While experts are pointing to signs of a possible economic recovery in 2010, they are nevertheless anticipating hiring to lag behind an economic recovery. “Unemployment won’t peak until this time next year, and then it will remain very high through next year,” said Mark Zandi, chief economist for Moody’s Economy.com. “It won’t get back to full employment until 2013 or 2014. This really speaks to the severity of the job losses that have been absorbed by the economy. They were massive.”

Since the recession took hold in December 2007, the U.S. economy has lost 5.7 million jobs, a rapid decline that caught administration and other economists off guard. Since January 1, 2008, 12,542 legal professionals have been laid off by major law firms according to Law Shucks (4,874 lawyers/7,668 staff). In recent months, the velocity of job losses has slowed substantially, which, combined with a rising stock market and increases in consumer spending, has offered hope that a recovery is beginning to take hold.   But employers still cut 345,000 jobs last month, while the nation’s growing working-age population requires the job market to expand by 125,000 to 150,000 a month just to keep the unemployment rate stable.

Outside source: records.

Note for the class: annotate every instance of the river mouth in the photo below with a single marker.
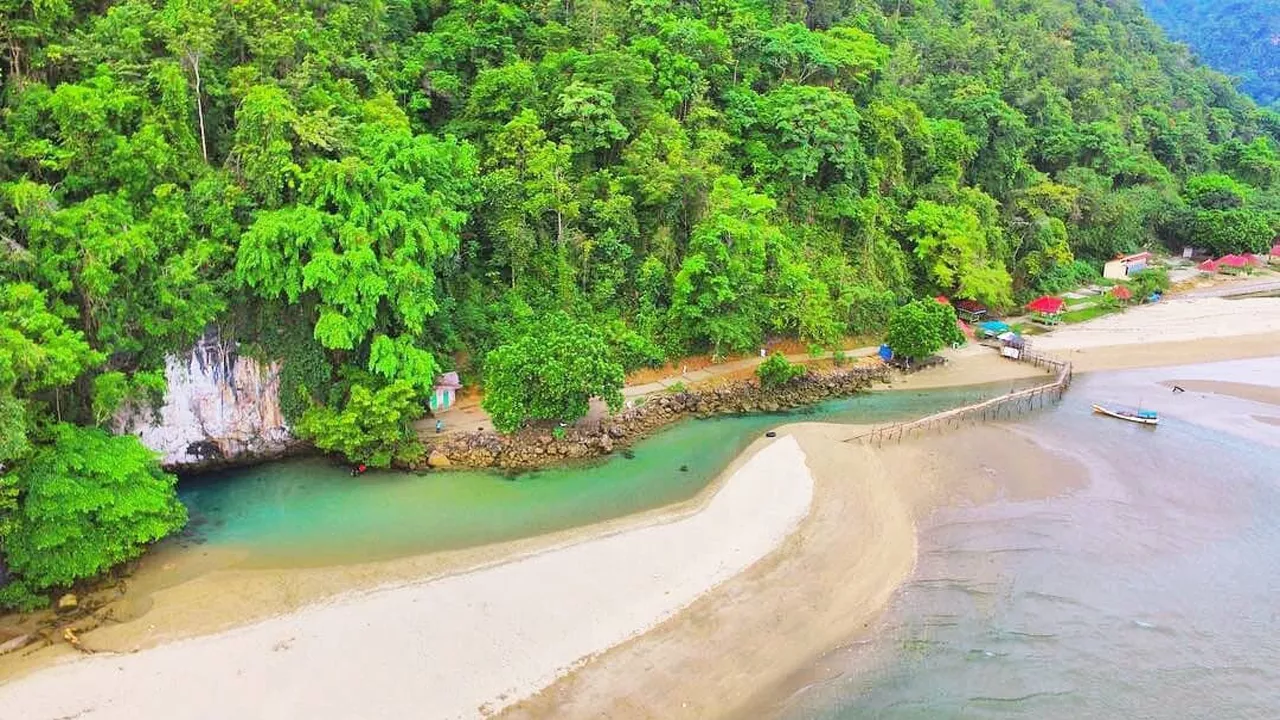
(1147, 593)
(311, 513)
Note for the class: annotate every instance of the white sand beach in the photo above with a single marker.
(1174, 332)
(461, 646)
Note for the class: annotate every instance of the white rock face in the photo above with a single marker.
(220, 408)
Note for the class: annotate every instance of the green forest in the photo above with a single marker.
(543, 195)
(1240, 37)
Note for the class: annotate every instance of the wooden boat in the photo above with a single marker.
(1143, 417)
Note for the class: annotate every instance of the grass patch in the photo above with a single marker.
(1088, 314)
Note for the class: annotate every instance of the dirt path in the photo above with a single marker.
(469, 417)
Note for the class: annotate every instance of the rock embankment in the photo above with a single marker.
(542, 446)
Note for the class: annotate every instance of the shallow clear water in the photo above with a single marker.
(314, 513)
(1152, 593)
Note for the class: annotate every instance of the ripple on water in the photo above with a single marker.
(1150, 593)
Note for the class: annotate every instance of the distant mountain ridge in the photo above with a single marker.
(1239, 37)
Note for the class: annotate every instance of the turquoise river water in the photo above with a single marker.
(314, 513)
(1153, 592)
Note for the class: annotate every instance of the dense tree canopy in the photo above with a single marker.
(922, 328)
(374, 191)
(1237, 37)
(551, 373)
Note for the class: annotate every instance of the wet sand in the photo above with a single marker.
(1267, 395)
(819, 588)
(824, 586)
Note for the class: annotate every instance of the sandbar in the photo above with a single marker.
(460, 646)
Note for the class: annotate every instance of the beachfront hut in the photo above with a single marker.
(992, 328)
(1125, 265)
(1047, 309)
(970, 310)
(444, 393)
(1011, 345)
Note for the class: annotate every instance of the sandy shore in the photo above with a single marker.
(735, 568)
(460, 646)
(1173, 332)
(822, 588)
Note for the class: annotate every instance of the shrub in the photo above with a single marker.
(777, 370)
(867, 310)
(922, 327)
(86, 501)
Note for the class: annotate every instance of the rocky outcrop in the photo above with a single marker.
(220, 409)
(542, 446)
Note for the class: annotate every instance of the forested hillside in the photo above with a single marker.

The U.S. unemployment rate climbed to 9.4 percent in May, the highest level in more than a quarter century, according to statistics released by the Department of Labor on Friday.   The jobless rate jumped by a half a percentage point over April, as employers shed 345,000 positions overall.Over 14.5 million U.S. workers are now officially unemployed.   Seven million of these, or 4.5 percent of the workforce, have been without work for 15 weeks or longer—the largest proportion of the workforce since before 1948, when the government began tracking the figure. Many economists have said that when an economy recovers, the last segment to pick up is employment. Even with several signs pointing to an economic recovery in the relative near term, some forecasts project unemployment will still hit 10 percent by the end of the year or the beginning of 2010.

What does this mean for the score of unemployed still pounding the pavement? The road back to economic prosperity is still a long and arduous one, and it will likely take several more years before we see a pre-recession hiring market again.